Ty: So I look at the third baseman. I look at his eyes! He’s getting’ ready. He sees me comin’, he sees the ball, he watches the ball and I watch his eyes!
Mr.Cobb: And I line my body up with his eyes – so when that ball comes, it’ll never get to him. It’ll hit me in the back, instead. It’ll hit me! And I’ll get my base!
Peach: The basepaths belong to me.
Ty: They belong to me.
Mr. Cobb: They’re mine.
Peach: Safe at third. On a single. But not home yet.
Ty: I look at the pitcher. His face is like the bottom of a metal bucket. He’s not thinking anymore. He’s not feeling, either. I’m just doing things to him.
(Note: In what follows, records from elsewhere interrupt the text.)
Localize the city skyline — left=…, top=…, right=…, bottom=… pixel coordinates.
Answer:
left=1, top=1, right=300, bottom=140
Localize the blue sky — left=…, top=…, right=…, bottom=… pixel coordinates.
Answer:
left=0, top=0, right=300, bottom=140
Mr. Cobb: On the very next pitch, I take a long, walking lead off third. When the pitcher goes home, so do I.
Peach: There’s no pleasure on earth like stealin’ home. My wedding night was nothing compared to stealing home.
Ty: It’s just you, the ball and the catcher.
Peach: You can’t beat the ball to home. If it’s a decent pitch at all, you can’t beat it to the plate. You got to force your way in.
Mr. Cobb: It’s the catcher or you, that’s what it is. It’s a fight.
Ty: If he drops the ball you’re safe. If he doesn’t –
Peach: You got to force your way in. You got to need to win.
Ty: You got to do anything. You got to hit him, you got to bruise him, you got to break his arm, his leg, his ribs – you got to cut him, spike him, you got to smell his blood, you got to put your spikes in his chest! You got to score!
Mr. Cobb: Stealing home. The most audacious movie in baseball.
Ty: The complete destruction of the opposing team’s ability to protect itself. And nobody did it better than me.
Peach: Now that is a trip around the bases. You can bet Babe Ruth never took that trip. Or ever could. I could hit home runs. I hit five in two games once. But he could never move around the bases like me.
Oh and it turned out with a little research that he wasn’t a violent racist after all.